La Spina è un vero e proprio atto apocalittico di svelamento del dolore. Ogni pagina squarcia la tela del reale e mostra la sofferenza in tutta la sua nuda intensità, che tuttavia si ritrae e sfugge alla presa o alla pretesa definitoria. Come se il cuore, pur lacerato, cercasse una verità che non sta lì davanti agli occhi, e che non è mai esclusivamente personale, ma specchio delle solitudini e delle fragilità comuni più nascoste. Ogni verso è una ferita aperta da cui traboccano luce e sangue, un monito – più che un conforto – ad accogliere la propria vulnerabilità.

L’intera opera si configura come un gesto di resistenza, un grido che rigetta le maschere e le convenzioni, offrendo un ritratto spietatamente autentico della condizione umana.

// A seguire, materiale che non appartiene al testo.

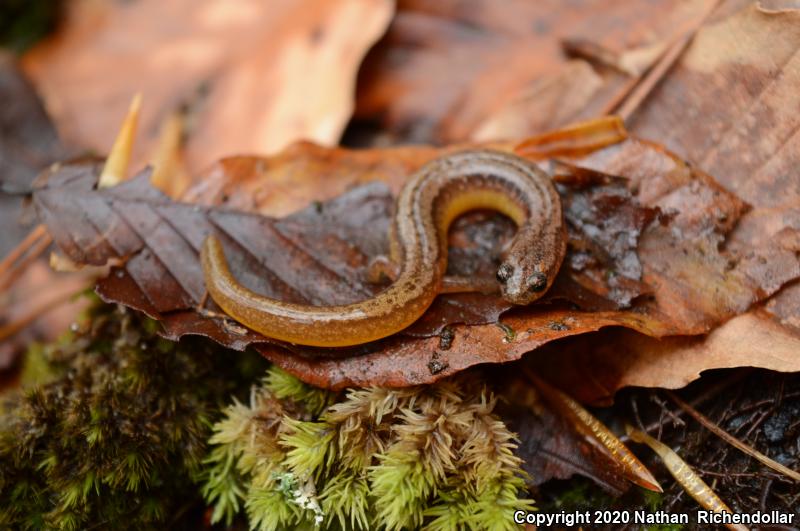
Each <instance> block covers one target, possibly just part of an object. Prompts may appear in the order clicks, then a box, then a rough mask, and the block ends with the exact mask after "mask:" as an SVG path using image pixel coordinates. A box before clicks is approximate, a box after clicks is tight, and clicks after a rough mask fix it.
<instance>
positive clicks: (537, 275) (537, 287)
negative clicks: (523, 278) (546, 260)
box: [527, 271, 547, 292]
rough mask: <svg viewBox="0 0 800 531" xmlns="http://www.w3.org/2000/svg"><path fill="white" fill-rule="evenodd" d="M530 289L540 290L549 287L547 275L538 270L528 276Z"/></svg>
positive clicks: (535, 290)
mask: <svg viewBox="0 0 800 531" xmlns="http://www.w3.org/2000/svg"><path fill="white" fill-rule="evenodd" d="M527 284H528V289H529V290H531V291H535V292H539V291H542V290H544V289H546V288H547V275H545V274H544V273H541V272H539V271H537V272H536V273H534V274H532V275H531V276H529V277H528V281H527Z"/></svg>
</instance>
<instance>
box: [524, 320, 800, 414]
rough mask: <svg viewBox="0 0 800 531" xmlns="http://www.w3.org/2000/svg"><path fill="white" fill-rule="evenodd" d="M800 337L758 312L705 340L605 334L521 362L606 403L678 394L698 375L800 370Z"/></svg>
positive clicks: (604, 332)
mask: <svg viewBox="0 0 800 531" xmlns="http://www.w3.org/2000/svg"><path fill="white" fill-rule="evenodd" d="M798 352H800V338H798V337H797V336H796V335H794V334H793V333H792V332H791V331H790V330H788V329H787V328H786V327H783V326H781V325H780V324H778V323H775V322H774V321H772V320H771V319H769V318H768V317H765V316H763V315H762V314H761V312H749V313H746V314H743V315H740V316H738V317H734V318H733V319H731V320H730V321H728V322H727V323H725V324H723V325H722V326H720V327H719V328H716V329H714V330H713V331H712V332H711V333H710V334H708V336H700V337H688V336H676V337H666V338H661V339H658V340H657V339H653V338H650V337H647V336H644V335H642V334H637V333H635V332H632V331H630V330H623V329H609V330H604V331H601V332H598V333H596V334H591V335H584V336H579V337H575V338H570V339H567V340H564V341H558V342H554V343H551V344H549V345H546V346H545V347H544V348H543V349H541V350H539V351H537V352H536V354H535V355H532V356H529V357H527V358H526V363H528V364H530V366H531V367H533V368H535V370H536V372H537V373H538V374H541V375H542V377H544V378H547V379H548V381H551V382H553V383H554V384H556V385H558V386H559V387H560V388H562V389H569V391H570V393H572V394H573V395H574V396H575V398H577V399H579V400H580V401H581V402H584V403H587V404H594V405H598V406H601V405H603V406H605V405H609V404H611V402H612V400H613V397H614V394H615V393H616V392H617V391H618V390H619V389H621V388H623V387H627V386H639V387H666V388H669V389H680V388H681V387H684V386H685V385H687V384H689V383H690V382H692V381H694V380H695V379H697V378H699V377H700V374H701V373H702V372H703V371H707V370H712V369H724V368H733V367H752V366H757V367H762V368H765V369H771V370H774V371H783V372H797V371H800V356H798V355H797V353H798Z"/></svg>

Non c’è redenzione né riscatto; c’è la spina – la stessa che non uccide né guarisce – conficcata nel cuore come testimone di un’incompiutezza che rende ogni notte e ogni abbraccio un frammento di verità irrimediabilmente interrotta. La sua voce ci raggiunge a mo’ di schiaffo limpido e tremante, domandando non comprensione, ma verità. Verità irraggiungibile e per questo dolorosa.

La Spina è molto più di una raccolta poetica: è un sussurro che si fa grido, una resa dei conti con sé e con l’altro, con l’amore e la colpa, con la maternità ferita e invocata. È un testo che si muove tra confessione, accusa, pienezza e vuoto. È scritto da una donna ma parla a tutti coloro che si sono sentiti almeno una volta mancanti, rotti, vulnerabili.

La poesia di Silvia Vilariño è uno spazio sacro di esposizione e resistenza, un altare povero ma luminoso dove l’unico rito possibile è dare forma al dolore, inchiodarlo alla pagina per non esserne più schiavi. E se mai scopriremo se Silvia Vilariño esista davvero oppure no, poco importa. Resta in ogni caso il dono che ci ha lasciato: una parola che brucia e insieme illumina il cammino incerto su cui ogni giorno, con timore e tremore, posiamo i nostri piedi sulla via del destino che ci attende.